As the title suggests this is my first ever theatre review so please be nice if you have any feedback 😛
Last night I went to a one off performance of a production called Zip Zap Boing! It was part of a event called the Takeover which basically hands the theatre over to up and coming young writers, directors and actors which I think is a great idea! The set was pretty simple; a few stacks of chairs, a bench and a table, but seeing as how the plot revolves around a youth theatre group it makes sense to have as few props as possible.
The play began and from the way the characters entered the stage, without saying a word, you could tell what their personalities were like. From sensible to quiet, dramatic to mean, there was a nice range of personality traits that reflect the type of people who attend youth theatre groups.
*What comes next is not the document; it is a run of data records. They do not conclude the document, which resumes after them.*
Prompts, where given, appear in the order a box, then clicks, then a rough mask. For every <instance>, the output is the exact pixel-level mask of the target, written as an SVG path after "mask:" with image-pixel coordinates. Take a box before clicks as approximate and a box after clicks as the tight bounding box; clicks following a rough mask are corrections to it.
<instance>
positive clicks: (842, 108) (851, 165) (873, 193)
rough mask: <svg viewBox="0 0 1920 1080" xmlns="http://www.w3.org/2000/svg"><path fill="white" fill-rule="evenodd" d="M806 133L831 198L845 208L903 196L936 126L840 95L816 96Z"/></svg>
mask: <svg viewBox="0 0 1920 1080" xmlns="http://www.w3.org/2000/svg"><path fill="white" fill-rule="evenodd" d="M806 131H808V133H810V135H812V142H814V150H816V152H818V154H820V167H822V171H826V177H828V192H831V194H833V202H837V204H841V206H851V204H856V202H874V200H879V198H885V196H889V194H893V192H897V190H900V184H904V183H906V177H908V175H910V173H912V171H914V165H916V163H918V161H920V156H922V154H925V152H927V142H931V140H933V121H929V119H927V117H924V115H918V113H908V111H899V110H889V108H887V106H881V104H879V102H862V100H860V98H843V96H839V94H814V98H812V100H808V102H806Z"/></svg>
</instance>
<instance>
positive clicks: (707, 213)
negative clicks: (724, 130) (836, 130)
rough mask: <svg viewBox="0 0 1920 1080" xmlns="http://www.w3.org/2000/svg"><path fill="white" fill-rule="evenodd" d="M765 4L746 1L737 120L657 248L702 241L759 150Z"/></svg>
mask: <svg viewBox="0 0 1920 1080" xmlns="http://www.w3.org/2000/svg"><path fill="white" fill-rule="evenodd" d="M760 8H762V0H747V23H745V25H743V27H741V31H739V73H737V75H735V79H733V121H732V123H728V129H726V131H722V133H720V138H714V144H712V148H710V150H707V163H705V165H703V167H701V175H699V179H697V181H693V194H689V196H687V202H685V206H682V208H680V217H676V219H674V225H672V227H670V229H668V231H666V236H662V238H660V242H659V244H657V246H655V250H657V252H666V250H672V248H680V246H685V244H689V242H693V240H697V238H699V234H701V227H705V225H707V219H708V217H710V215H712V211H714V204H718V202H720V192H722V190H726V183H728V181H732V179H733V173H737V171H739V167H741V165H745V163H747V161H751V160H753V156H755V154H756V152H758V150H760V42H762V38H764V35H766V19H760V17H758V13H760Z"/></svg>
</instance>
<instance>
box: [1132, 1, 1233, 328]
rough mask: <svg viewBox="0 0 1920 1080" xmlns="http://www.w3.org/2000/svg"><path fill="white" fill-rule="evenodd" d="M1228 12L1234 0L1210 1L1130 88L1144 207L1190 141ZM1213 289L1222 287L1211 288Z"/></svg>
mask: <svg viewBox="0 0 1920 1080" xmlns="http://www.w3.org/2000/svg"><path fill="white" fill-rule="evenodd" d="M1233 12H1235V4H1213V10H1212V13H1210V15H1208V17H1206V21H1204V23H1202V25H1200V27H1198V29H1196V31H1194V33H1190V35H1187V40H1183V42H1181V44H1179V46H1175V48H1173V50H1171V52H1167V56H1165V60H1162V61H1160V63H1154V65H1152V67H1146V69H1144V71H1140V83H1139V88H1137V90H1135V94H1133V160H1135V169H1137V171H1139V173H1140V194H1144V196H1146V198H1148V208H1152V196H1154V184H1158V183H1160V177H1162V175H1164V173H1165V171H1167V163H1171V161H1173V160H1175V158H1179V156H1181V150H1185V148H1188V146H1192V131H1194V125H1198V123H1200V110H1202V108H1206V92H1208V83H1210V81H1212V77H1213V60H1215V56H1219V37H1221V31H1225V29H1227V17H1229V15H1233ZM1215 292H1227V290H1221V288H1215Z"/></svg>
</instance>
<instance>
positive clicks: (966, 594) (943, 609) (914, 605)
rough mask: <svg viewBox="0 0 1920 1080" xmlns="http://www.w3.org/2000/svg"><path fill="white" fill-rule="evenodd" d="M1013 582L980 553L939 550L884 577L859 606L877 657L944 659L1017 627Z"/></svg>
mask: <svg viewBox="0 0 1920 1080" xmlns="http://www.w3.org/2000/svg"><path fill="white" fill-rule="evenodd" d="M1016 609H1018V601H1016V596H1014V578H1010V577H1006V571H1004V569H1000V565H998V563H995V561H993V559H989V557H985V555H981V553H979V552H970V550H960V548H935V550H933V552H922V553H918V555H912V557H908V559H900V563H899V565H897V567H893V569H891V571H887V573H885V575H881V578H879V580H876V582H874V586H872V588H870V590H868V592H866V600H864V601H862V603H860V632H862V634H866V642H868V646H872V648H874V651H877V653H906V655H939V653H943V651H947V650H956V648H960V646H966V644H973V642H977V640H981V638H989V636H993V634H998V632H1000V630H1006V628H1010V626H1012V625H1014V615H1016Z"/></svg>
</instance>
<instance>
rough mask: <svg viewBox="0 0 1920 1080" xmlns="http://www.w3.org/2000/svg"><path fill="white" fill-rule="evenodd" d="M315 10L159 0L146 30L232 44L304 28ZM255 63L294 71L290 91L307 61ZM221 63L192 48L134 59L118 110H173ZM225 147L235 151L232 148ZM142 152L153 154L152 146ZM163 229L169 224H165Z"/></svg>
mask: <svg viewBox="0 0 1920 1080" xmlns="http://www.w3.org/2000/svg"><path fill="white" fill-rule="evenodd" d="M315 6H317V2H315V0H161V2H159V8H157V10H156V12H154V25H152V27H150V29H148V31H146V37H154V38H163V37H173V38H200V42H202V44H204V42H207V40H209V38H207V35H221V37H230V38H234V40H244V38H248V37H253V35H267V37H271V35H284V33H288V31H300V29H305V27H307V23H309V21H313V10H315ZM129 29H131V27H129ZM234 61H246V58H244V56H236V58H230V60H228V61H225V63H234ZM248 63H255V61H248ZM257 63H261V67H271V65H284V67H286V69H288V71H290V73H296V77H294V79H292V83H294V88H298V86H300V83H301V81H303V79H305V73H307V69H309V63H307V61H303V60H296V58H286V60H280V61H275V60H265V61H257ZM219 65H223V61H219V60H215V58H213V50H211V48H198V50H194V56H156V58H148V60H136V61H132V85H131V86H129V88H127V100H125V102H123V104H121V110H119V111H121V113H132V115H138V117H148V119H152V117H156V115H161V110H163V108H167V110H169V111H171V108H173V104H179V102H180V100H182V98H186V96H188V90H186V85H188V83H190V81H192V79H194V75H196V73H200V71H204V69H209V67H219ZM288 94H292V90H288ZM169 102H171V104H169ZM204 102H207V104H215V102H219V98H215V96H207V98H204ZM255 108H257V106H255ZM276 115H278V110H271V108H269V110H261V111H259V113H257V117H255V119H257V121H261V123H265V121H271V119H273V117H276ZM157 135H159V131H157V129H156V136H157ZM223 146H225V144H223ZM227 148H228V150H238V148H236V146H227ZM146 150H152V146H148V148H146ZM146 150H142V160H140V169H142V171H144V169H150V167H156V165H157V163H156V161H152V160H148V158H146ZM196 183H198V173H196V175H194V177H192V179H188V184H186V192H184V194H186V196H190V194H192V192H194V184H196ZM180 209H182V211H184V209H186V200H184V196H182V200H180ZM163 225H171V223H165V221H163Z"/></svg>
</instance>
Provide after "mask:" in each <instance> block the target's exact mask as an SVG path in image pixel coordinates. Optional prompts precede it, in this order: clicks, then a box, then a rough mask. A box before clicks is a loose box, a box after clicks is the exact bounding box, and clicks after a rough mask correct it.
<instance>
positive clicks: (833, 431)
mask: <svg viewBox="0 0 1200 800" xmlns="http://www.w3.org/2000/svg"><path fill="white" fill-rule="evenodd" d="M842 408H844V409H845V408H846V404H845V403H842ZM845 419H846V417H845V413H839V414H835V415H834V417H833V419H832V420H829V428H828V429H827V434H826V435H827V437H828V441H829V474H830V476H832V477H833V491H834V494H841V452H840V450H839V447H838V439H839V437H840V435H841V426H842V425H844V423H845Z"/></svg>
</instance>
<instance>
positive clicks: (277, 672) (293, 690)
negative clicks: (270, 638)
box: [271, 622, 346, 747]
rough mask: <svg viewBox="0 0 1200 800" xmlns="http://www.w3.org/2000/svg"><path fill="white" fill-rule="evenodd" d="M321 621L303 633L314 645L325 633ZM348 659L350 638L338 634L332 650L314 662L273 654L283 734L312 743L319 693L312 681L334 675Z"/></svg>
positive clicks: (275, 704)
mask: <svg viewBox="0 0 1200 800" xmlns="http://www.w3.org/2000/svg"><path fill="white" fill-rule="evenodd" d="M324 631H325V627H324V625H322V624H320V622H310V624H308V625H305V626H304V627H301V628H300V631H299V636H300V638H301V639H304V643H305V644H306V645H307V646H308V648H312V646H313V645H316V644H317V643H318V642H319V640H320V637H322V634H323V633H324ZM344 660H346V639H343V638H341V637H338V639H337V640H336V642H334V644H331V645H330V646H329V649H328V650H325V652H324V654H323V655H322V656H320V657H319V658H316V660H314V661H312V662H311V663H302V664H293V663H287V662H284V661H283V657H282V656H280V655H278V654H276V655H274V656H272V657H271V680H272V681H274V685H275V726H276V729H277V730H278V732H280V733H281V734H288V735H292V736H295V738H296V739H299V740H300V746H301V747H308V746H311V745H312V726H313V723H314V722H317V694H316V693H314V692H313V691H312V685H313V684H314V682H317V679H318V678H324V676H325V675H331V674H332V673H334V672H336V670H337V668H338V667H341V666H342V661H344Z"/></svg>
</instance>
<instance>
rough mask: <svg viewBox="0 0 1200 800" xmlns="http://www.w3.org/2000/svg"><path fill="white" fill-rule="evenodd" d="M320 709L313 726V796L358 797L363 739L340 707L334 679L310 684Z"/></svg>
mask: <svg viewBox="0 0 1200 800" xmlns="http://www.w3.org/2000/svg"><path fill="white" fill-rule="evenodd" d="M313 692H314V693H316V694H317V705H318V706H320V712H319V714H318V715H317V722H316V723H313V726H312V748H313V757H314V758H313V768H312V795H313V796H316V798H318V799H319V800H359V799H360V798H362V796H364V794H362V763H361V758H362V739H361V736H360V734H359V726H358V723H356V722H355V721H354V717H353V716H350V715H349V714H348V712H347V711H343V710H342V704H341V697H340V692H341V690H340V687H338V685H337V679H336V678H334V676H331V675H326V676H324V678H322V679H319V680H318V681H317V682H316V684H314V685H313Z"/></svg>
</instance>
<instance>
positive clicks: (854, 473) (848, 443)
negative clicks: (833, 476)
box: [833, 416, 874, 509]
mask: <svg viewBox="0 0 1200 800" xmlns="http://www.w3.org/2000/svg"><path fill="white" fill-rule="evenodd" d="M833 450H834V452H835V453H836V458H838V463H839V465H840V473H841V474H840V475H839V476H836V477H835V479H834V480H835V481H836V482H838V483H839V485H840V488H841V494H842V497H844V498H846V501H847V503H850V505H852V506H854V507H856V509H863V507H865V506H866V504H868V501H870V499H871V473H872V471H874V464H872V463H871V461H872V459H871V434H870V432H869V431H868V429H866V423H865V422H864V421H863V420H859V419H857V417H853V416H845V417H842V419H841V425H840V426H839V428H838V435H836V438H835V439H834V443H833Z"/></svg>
As someone who has previously attended a youth theatre group, I found the whole plot and characters to stir up feelings of nostalgia of my own experiences and made me miss the whole acting experience. As the plot progressed it was focussing less on the actual rehersal that the group were supposed to be doing and more on the personal dramas of the young people within the group. I think what made it most believable is that you could relate to each of the characters being portrayed by the young cast members; whether you saw a part of you in one of them, or you were reminded of someone you knew. For example the character I identified most with was the “sensible” character, the one who kept trying to get the group to focus on rehersals as that used to be the role I took up if our drama teacher was late or left us to rehearse without supervision.
The cast themselves I feel did an excellent job. For most of them this probably would have been their first performance on this scale so they did a brilliant job to not let their nerves get the better of them. There were times of course where they got a little tongue-tied however the recovered incredibly well. They all worked well together to put on this short 45 minute performance and you can tell they get on like a house on fire behind the scenes which is always lovely to see. Of course they wouldn’t have been able to do a great job if the script wasn’t very good, so I would like to congratulate the writers as they managed to capture the escense of a youth theatre group perfectly in their words, and also well done to the director as without their direction the performance could have been so flat and boring.
The performance made me feel nostalgic, it made me laugh. I’ll be honest, I wasn’t expecting it to be as good as it was but I think that just goes to show how important it is to invest in the theatre stars of the future; not just the actors but also the writers, directors, casting directors and everyone else who works extremely hard behind the scenes to make all theatre performances great! If you ever have the chance to support youth theatre performances I urge you to do so as I think you may be pleasantly surprised by what you go to see.